Senhor, abre-nos a porta. Tu mesmo disseste: “eu sou a porta das ovelhas”. Em Jerusalém, havia uma “Porta das Ovelhas” ao lado da qual ficava a piscina de Betesda (cf. Jo 5) .Ali, conheceste um aleijado, que nunca conseguia chegar na piscina a tempo de conseguir a cura àquele que chegasse nela primeiro logo após ser agitada por um anjo. Quando tu o olhaste, deste a ele a cura, o bem e a possibilidade de louvar a Deus. Fizeste Páscoa na vida dele. Passaste na vida dele e ele passou da morte para a vida. Tens razão em dizer que és a Porta das Ovelhas (cf. Jo 10,7), porque aí se encontra a verdadeira piscina de Betesda, onde nos encaminhais para águas repousantes e restaurais nossas forças. Prometestes que ao entrar por essa porta seríamos salvos, diferente daquela porta onde estávamos trancafiados, presos, com um destino triste e irremediável. Em ti, somos batizados, lavados, purificados. Em ti, vemos a luz, somos iluminados e somos luz.
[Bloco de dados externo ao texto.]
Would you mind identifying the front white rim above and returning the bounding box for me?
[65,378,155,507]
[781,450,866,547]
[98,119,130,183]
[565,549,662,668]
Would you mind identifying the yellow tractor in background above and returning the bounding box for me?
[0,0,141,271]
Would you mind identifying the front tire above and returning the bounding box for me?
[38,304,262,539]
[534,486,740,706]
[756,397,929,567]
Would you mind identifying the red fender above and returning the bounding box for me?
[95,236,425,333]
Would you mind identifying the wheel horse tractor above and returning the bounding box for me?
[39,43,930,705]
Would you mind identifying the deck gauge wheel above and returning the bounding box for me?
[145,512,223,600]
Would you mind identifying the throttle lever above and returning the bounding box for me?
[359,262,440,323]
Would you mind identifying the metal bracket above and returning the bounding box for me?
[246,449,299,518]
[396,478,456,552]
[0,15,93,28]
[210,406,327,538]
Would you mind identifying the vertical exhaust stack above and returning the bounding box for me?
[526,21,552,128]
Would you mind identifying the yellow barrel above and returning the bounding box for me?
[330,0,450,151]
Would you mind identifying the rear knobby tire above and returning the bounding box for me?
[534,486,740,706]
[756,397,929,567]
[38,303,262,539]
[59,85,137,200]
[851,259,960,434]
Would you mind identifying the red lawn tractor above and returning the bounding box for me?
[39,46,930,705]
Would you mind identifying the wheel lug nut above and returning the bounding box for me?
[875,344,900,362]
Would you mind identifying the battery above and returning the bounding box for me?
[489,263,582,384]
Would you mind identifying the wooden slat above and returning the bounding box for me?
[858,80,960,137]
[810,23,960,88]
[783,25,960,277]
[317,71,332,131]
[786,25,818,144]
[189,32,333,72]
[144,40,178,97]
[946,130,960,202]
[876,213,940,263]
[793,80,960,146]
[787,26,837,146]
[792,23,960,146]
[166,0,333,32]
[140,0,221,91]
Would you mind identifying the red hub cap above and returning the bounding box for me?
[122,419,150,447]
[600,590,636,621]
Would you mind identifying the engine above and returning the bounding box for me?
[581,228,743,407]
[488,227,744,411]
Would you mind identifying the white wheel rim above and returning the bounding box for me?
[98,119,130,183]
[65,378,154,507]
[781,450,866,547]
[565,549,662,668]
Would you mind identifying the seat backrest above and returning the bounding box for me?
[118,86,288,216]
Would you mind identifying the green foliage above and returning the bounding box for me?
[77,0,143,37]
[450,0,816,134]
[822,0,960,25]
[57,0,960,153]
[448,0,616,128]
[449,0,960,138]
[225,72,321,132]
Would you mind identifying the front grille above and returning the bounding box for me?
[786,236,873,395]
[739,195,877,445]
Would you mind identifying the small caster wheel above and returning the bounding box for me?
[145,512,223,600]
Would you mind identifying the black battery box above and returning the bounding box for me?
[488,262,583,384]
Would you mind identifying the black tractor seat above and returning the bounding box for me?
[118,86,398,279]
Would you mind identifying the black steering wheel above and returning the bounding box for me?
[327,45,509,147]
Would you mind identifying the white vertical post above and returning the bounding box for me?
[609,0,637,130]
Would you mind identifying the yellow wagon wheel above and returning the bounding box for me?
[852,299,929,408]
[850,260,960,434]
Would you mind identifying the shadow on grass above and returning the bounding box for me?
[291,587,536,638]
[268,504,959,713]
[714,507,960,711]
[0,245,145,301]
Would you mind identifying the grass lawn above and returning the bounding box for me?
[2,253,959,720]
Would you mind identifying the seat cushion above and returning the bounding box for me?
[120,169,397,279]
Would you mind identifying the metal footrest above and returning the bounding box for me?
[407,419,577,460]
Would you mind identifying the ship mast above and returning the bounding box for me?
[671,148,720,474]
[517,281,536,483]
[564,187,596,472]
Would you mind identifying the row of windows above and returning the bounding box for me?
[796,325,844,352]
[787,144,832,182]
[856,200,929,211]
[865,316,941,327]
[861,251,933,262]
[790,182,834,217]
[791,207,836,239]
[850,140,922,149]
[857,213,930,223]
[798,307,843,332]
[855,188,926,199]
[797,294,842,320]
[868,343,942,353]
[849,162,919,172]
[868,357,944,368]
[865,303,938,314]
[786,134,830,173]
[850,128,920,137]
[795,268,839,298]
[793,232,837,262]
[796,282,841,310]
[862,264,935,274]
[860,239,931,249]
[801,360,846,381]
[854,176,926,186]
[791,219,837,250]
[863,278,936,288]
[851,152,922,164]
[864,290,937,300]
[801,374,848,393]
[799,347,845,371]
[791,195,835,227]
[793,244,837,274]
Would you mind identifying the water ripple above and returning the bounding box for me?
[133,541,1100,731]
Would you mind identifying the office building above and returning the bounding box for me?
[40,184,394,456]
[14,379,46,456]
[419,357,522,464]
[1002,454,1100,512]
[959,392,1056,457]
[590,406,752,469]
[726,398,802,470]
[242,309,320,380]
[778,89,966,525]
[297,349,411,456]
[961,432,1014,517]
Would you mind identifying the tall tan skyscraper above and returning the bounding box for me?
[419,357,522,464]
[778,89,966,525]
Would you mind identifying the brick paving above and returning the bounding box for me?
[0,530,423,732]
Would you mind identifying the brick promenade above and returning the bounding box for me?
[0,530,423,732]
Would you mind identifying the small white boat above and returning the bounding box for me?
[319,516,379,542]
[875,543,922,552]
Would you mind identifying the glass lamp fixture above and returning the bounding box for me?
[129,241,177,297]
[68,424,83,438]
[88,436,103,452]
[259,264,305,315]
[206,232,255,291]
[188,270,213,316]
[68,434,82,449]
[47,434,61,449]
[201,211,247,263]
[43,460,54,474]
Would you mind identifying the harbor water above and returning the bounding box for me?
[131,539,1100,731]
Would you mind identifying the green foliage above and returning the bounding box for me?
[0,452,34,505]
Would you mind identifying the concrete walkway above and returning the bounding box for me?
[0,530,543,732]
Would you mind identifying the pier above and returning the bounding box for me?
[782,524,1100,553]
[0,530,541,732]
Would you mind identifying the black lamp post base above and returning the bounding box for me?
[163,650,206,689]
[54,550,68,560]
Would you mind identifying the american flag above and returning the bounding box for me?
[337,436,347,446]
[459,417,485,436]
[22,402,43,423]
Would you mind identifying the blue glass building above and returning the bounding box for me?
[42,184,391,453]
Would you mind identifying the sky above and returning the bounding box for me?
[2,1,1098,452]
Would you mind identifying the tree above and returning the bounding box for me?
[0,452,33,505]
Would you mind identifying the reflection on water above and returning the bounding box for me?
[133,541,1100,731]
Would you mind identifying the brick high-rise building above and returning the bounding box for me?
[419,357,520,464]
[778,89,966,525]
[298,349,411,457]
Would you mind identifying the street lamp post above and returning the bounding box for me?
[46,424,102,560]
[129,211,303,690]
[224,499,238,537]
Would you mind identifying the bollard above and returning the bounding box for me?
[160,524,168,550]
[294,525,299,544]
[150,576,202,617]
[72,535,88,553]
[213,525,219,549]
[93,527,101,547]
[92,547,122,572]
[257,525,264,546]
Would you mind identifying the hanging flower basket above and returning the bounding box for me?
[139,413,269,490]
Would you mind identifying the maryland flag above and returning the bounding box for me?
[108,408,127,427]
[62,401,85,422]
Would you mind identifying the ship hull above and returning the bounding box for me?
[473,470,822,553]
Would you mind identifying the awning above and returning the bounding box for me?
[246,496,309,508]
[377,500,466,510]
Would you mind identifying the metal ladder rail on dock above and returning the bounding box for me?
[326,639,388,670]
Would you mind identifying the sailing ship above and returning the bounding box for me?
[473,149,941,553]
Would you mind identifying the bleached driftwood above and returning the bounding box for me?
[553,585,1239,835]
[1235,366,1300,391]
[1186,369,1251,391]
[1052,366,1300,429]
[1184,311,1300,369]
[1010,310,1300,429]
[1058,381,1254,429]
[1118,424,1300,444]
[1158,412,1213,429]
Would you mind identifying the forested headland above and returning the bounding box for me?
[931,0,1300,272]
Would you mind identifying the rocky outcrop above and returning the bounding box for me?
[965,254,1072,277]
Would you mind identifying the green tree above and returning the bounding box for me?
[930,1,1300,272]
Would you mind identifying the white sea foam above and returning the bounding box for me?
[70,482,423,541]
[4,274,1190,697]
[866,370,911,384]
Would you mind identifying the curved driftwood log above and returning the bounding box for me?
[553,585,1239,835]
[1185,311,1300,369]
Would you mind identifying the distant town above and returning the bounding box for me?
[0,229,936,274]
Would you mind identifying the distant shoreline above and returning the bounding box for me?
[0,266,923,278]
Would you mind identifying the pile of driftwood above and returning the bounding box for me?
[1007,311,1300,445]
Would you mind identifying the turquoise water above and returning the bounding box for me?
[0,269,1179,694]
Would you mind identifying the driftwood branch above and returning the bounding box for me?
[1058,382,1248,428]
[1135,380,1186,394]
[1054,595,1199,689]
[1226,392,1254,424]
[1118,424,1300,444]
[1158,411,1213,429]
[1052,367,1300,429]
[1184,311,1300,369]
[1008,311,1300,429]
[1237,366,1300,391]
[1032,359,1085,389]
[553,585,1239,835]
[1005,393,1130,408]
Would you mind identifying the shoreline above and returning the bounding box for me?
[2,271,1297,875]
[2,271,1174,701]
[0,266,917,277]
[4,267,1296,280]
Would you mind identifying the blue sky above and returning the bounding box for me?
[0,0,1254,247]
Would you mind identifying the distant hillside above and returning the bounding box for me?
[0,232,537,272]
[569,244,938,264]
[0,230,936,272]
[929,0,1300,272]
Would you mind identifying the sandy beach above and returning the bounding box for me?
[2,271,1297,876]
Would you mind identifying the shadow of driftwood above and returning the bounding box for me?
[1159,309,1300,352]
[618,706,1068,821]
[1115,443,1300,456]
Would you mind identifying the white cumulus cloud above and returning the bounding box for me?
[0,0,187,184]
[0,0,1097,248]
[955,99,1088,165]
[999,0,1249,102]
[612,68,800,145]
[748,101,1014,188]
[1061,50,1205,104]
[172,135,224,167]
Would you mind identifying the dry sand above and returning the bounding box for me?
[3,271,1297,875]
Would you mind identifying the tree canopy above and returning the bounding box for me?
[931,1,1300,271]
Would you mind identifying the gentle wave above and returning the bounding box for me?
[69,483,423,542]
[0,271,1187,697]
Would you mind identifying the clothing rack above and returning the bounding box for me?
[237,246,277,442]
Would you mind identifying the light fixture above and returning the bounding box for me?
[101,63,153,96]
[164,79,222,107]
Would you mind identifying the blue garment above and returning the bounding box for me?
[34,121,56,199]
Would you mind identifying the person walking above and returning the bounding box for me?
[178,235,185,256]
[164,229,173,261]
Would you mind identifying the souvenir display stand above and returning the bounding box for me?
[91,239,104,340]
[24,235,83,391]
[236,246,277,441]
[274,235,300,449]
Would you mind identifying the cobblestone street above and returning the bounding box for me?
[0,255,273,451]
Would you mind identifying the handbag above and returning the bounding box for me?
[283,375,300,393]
Sim, Senhor, abre-nos a porta! Que uma nova criação se abra ao nosso olhar! Que a percebamos muito mais do que quando Adão abriu os olhos e viu uma maravilha ao seu redor; muito mais do que quando Abraão viu o vosso dia, na ocasião em que percebeu que não precisaria mais sacrificar seu filho Isaac; muito mais do que quando maravilhas realizastes em favor de vosso povo no Mar Vermelho, quando rasgaste as águas e passaram a pé enxuto; muito mais do que quando deste com carinho e gratuidade o puro leite aos filhos de Israel que retornavam do exílio e mesmo quando o desposaste de novo e nele puseste o diadema; muito mais do que quando prometeste aquela água pura, porque agora em ti mesmo podemos ser purificados. Pois nosso coração se alegra, nosso coração já vê de alguma forma a luz em meio à falta de sentido, nosso coração se enche do sentido do Eterno. Sim, quem está em ti é, assim, uma nova criatura. Não somente vê as maravilhas de uma nova criação fora de si, mas sobretudo em si, porque foi revestida de Cristo: tendo experimentado a morte, ressuscitou contigo.
Sim, Senhor, abre-nos a porta da eternidade!